``It was apparent that no effective mechanism currently exists to ensure the continuing airworthinesss of these firefighting aircraft,'' the report said.
That being the case they have decided wisely.
Contiued airworthiness MUST be maintained, lest the aircraft be patched together with auto parts and radio shack components and crews would be flying on more "prayer" than "wing".
posted on 05/10/2004 11:45:46 PM PDT
I guess it's getting to be like everything else... if we can't have 100% perfection, 100% of the time then we won't do it at all.
posted on 05/10/2004 11:50:15 PM PDT
(DEMS- the other surrender monkeys.)
Of course you're right, but the point here is that it's been the negligence of the U.S. Forest service throughout the past several decades that has allowed this situation to come to pass.
Naturally, nobody here is advocating the use of unsafe aircraft. The point here is that a history of negligence, poor planning, and buckling under the pressure of radical environmentalist demands has created this unacceptable situation, where we are now even more under-served than before.
posted on 05/10/2004 11:50:33 PM PDT
One would think the insurance companies getting "burned" by these wildfires would be tickled to pitch in to keep these craft in good shape. And they might get good advertising that way... here comes the Allstate plane, here comes the Mutual of Omaha....

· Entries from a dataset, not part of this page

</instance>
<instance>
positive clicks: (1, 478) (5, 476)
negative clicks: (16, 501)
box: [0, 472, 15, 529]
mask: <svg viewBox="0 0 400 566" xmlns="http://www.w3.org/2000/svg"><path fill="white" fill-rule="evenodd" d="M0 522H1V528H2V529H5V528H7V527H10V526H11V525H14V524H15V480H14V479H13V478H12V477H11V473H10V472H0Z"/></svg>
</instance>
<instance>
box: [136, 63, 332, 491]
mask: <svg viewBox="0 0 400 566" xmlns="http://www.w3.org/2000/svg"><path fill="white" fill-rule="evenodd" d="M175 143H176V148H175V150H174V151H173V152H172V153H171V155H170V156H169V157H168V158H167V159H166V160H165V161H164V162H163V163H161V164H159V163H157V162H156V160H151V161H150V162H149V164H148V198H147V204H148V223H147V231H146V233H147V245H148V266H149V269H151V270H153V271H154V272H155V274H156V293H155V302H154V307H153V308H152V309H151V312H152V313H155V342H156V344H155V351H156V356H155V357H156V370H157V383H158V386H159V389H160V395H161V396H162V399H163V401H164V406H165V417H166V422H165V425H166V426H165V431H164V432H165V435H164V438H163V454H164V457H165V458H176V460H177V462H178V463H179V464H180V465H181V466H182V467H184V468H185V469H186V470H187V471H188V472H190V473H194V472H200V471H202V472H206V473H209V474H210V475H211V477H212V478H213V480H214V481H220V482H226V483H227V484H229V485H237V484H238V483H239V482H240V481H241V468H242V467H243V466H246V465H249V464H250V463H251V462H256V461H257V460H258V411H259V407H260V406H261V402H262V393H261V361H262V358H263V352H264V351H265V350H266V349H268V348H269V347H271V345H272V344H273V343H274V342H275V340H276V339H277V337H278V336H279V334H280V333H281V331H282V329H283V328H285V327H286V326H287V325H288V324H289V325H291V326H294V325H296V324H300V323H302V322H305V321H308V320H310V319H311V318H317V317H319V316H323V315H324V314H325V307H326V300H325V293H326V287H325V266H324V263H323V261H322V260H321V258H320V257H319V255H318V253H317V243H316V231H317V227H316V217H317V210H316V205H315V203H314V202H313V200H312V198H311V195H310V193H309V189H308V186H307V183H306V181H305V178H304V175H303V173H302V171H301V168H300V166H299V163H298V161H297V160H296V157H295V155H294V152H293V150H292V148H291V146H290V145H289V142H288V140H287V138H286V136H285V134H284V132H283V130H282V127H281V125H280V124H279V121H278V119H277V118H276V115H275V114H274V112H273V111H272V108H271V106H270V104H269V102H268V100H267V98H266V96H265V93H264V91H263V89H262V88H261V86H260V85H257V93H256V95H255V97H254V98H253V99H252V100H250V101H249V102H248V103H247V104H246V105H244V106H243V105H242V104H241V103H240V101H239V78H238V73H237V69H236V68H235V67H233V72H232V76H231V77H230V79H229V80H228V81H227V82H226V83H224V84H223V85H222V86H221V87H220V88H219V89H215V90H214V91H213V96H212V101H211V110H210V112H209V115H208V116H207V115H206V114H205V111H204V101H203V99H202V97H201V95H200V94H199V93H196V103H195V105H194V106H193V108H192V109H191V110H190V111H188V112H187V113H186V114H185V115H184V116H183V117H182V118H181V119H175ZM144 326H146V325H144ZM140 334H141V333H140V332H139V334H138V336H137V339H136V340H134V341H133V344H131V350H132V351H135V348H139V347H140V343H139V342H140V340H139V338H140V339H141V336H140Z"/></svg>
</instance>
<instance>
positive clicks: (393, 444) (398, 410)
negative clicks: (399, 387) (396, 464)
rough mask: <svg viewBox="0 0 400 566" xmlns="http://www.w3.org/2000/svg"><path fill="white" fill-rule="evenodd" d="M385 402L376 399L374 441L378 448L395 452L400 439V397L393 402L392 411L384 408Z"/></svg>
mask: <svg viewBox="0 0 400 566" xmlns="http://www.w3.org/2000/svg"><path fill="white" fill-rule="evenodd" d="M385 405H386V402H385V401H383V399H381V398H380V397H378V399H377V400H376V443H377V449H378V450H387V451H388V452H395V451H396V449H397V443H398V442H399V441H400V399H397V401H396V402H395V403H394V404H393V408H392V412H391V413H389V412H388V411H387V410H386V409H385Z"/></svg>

My son, who is a Helitack wildland fire fighter for the USFS out of Ramona,Ca., has been informed that their group will be doing the "heavy lifting" in the San Diego area this year because of the Airtanker groundings. I was allowed to climb aboard one of those flying dinosaurs last year when we visited his airbase after the Cedar fire in October. Talk about being held together with bailing wire! That DC4 was practically shedding rivets as we stood there.